Слова означали, что тебе больно, но ты этого хочешь.
К тому времени, как Джеки и Мередит вернулись домой, Вэл убрала свои дневники. Она заметила, как они посмотрели на нее, наполовину настороженно, наполовину осуждающе, когда увидели, что в пять часов она сидит в общей зоне в пижаме. Несмотря на то, что у нее была работа, Вэл знала, что они двое не могли по-настоящему уважать взрослую женщину, имеющую работу, которую могла бы выполнять старшеклассница.
— Привет, — сказала Вэл, не в силах скрыть вину в своем голосе. Она увидела, как взгляд Мередит упал на бокал вина в ее руке. Это был ее третий, и, хотя ни у кого из них не было никакого мыслимого способа узнать это, Вэл чувствовала по их взглядам, что они догадывались. Она прочистила горло, сопротивляясь безумному желанию извиниться. — Эм. Как работа?
— Боже мой. Такая долгая, — сказала Джеки. — Бедняжка Мередит весь день была на собраниях.
— Все было не так уж плохо, — заметила Мередит, наконец отводя взгляд от Вэл.
— Аудиторы, — продолжала Джеки громким театральным шепотом.
— Встреча прошла хорошо. — Мередит сложила руки на груди. Ее рукав задрался, обнажив часы из розового золота. — По крайней мере, мой офис не пришлось закрывать.
— Что-то случилось? — спросила Вэл. — Ты… в порядке?
— О, ничего подобного, — сказала Джеки. — Кто-то был убит в одном из клубов дальше по улице, и люди сходили с ума из-за приложения Nextdoor. Повсюду были копы, и менеджеры просто сказали нам не уходить, пока все не выяснится.
— Так оно и было, — сказала Мередит. — В конце концов. Как я и говорила тебе.
Ужас пополз по коже Вэл, как паук.
— В каком клубе?
— Что-то связанное с полуночью. — Джеки пожала плечами. — Я не уверена.
— «Полуночный лаундж»? — спросила Вэл.
— Да, я так думаю, — подтвердила Джеки. — На самом деле я никогда там не была.
«Я была, — подумала Вэл. А потом задалась вопросом: — За мной следили?»

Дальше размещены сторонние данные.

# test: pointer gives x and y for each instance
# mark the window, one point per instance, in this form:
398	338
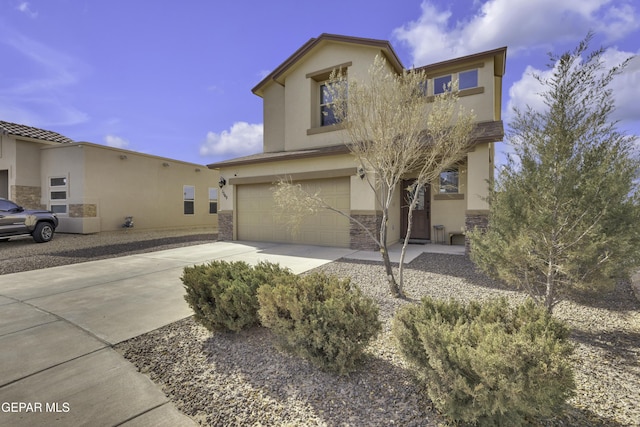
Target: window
58	192
449	181
327	116
213	200
468	79
441	84
422	88
189	192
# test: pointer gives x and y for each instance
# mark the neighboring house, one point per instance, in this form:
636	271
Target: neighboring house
93	187
301	145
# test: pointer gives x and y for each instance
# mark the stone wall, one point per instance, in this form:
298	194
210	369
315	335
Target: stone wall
359	239
225	225
475	219
27	196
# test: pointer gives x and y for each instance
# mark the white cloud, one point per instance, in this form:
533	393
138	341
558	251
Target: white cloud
116	141
242	139
519	24
625	87
25	8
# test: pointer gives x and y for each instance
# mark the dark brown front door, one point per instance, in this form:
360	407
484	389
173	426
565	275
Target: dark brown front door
421	223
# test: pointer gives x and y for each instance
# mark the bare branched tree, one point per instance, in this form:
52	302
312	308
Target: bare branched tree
446	141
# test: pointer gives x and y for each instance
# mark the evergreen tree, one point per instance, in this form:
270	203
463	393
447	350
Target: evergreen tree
565	211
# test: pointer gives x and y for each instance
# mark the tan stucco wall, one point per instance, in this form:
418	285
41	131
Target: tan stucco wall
124	183
274	122
301	96
290	111
482	104
480	167
7	162
27	163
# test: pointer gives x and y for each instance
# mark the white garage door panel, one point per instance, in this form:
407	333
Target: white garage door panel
256	219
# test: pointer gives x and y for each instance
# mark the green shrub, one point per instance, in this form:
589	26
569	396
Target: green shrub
321	318
487	363
223	294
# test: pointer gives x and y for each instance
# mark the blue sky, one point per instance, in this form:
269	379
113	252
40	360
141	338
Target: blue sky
174	78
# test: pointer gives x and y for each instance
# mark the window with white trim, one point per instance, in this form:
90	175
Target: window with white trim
213	200
189	197
58	193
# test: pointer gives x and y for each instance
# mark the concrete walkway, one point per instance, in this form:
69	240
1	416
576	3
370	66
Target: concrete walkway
58	327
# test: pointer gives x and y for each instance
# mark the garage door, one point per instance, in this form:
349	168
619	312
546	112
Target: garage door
256	220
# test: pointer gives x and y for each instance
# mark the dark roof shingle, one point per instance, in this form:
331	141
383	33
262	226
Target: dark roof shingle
31	132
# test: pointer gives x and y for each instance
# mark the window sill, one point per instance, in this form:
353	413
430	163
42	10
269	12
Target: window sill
324	129
452	196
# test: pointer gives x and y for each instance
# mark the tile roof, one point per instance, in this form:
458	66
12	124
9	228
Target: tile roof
31	132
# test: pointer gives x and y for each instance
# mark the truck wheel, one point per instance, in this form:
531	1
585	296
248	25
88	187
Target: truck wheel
43	232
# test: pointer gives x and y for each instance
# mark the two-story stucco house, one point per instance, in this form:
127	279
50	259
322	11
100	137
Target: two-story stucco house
94	188
300	145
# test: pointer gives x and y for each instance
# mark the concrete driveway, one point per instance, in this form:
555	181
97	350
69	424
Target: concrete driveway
58	327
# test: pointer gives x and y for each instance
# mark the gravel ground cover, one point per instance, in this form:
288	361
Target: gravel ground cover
225	379
241	379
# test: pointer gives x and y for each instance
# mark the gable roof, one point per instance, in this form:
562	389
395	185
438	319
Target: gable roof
499	66
324	38
31	132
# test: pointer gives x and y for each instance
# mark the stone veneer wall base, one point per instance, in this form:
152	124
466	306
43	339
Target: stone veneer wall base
475	219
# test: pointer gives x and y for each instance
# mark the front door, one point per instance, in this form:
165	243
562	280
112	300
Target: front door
421	222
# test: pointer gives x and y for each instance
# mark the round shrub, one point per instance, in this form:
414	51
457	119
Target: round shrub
321	318
490	363
223	294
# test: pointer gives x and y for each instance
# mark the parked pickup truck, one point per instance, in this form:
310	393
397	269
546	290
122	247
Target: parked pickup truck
17	221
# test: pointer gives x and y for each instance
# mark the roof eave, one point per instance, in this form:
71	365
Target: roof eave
384	45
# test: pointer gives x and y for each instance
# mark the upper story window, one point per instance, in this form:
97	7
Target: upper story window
466	80
449	181
323	118
442	84
327	115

Это казалось слишком большим совпадением, чтобы отрицать. Во-первых, угрозы. Затем произошло убийство. Она подумала об этом файле с угрожающим названием. «Ты боишься?»
«Да, это так, — подумала она. — О боже, я действительно, действительно напугана».

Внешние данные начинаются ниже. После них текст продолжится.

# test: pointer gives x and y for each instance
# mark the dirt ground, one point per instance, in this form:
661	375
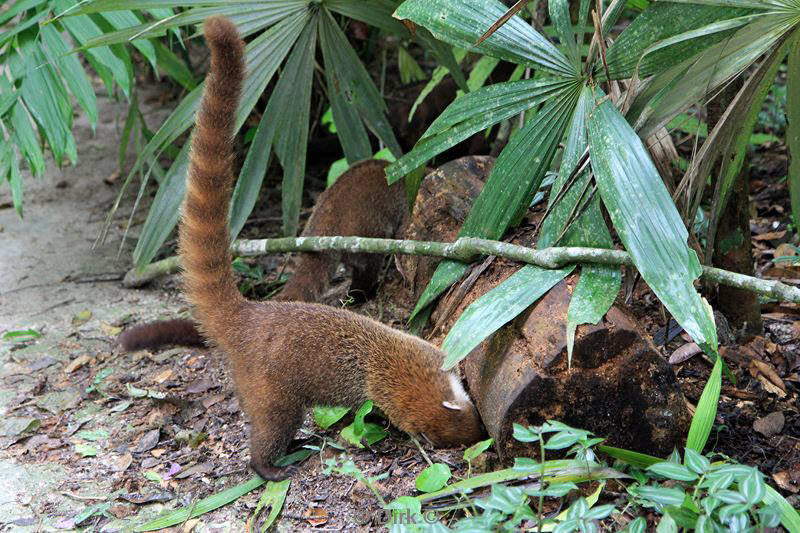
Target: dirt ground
96	439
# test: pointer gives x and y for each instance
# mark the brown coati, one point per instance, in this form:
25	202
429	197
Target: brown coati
287	356
358	203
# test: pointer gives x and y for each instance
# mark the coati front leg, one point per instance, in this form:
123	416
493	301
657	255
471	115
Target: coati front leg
272	428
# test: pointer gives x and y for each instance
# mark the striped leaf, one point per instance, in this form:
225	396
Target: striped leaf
647	222
496	308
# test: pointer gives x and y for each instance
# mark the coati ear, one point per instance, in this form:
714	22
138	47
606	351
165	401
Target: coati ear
451	406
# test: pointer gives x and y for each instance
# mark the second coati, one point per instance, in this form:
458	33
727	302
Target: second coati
359	203
287	356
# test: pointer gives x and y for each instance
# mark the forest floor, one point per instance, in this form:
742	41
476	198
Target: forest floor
95	438
98	439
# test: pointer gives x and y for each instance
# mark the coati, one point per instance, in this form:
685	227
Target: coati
358	203
287	356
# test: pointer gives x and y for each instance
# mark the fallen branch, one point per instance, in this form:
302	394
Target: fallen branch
465	249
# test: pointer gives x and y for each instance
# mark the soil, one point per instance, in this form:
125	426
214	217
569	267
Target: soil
95	438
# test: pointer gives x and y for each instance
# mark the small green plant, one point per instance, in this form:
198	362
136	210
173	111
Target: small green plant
360	430
21	335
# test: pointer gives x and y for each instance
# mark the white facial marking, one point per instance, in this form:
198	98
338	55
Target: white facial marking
459	393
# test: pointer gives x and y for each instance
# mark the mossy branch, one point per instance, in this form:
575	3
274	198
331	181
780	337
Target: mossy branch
465	249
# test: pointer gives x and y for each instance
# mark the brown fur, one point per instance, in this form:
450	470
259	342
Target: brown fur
286	357
358	203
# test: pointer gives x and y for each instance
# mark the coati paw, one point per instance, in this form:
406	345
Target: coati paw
273	473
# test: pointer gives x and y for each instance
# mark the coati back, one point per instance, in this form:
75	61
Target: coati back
286	357
359	203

— Ты в порядке? — многозначительно спросила Мередит. — Выглядишь немного раскрасневшейся.
— Это из-за вина — оно не очень хорошее. — Вэл отставила бокал в сторону, пытаясь скрыть, как сильно дрожали ее руки. — От него у меня горит лицо.
— Хм. — Мередит выглядела сомневающейся.
— Ну, мы собирались сегодня вечером пойти в бар, — сказала Джеки. — Не хочешь присоединиться к нам?
Мередит бросила на нее взгляд. Вэл была хорошо знакома с подобными взглядами. Когда-то такие взгляды были ее исключительной привилегией как действующего члена общества. Теперь она довольно часто оказывалась их причиной.
Этот взгляд разозлил ее и наполнил той безрассудной храбростью, которую могли вызвать только три или четыре бокала плохого вина.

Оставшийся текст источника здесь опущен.